In this case, the topic is defined by the lambda, which gives the remainder when the item is divided by three. Processors subscribe to the topics they are intrested in, and we see that p0 and px received all numbers with remainder 0, p1 all numbers with remainder 1, and p2 all numbers with remainder 2.

A Pub also has a method unsub, which can be used to unsubscribe a currently subscribing channel. For example:

In [11]:
async def processor(inp, tag):
    async for v in inp:
        print('%s received %s' % (tag, v))

async def main():
    source = ac.Chan()
    pub = source.pub(lambda x: x % 3)
    p1 = pub.sub(1)
    p2 = pub.sub(2)
    p0 = pub.sub(0)
    px = pub.sub(0)
    ac.go(processor(p1, 'p1'))
    ac.go(processor(p2, 'p2'))
    ac.go(processor(p0, 'p0'))
    ac.go(processor(px, 'px'))
    pub.unsub(0, px)
    pub.sub(1, px)
    pub.sub(2, px)
    source.add(0,1,2,3,4,5,6,7,8,9).close()
    await asyncio.sleep(0.1)
    pub.close()

ac.run(main())
p0 received 0
p0 received 3
p1 received 1
px received 1
px received 2
p2 received 2
p1 received 4
px received 4
px received 5
p2 received 5
p2 received 8
px received 8
px received 7
p0 received 6
p1 received 7
p0 received 9

In this example, we initially subscribed px to the topic 0, but then changed our mind and subscribed it to 1 and 2 instead (yes a channel can subscribe to multiple topics).

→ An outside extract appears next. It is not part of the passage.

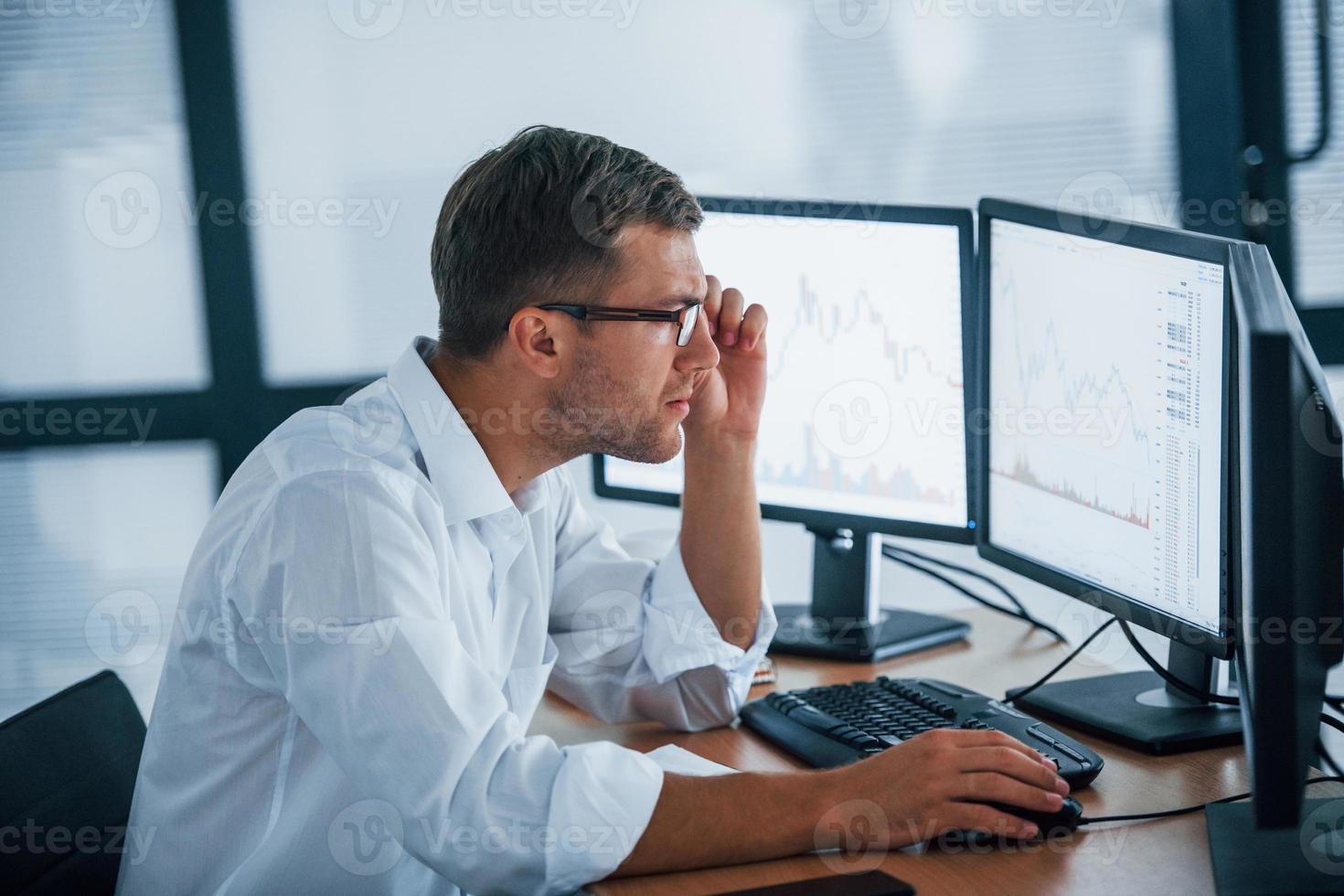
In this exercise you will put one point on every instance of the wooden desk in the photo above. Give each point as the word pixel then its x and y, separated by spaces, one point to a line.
pixel 1167 856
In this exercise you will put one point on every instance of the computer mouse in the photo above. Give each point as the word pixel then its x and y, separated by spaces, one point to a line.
pixel 1051 824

There is also unsub_all, which can unsubscribe a whole topic in one go:

In [13]:
async def processor(inp, tag):
    async for v in inp:
        print('%s received %s' % (tag, v))

async def main():
    source = ac.Chan()
    pub = source.pub(lambda x: x % 3)
    p1 = pub.sub(1)
    p2 = pub.sub(2)
    p0 = pub.sub(0)
    px = pub.sub(0)
    ac.go(processor(p1, 'p1'))
    ac.go(processor(p2, 'p2'))
    ac.go(processor(p0, 'p0'))
    ac.go(processor(px, 'px'))
    pub.unsub_all(0)
    source.add(0,1,2,3,4,5,6,7,8,9)
    await asyncio.sleep(0.1)
    pub.close()

ac.run(main())
p1 received 1
p1 received 4
p2 received 2
p2 received 5
p2 received 8
p1 received 7

Now the 0 topic does not have any subscribers after the call to unsub_all. If this method is called without argument, all subscribers for all topics are unsubscribed.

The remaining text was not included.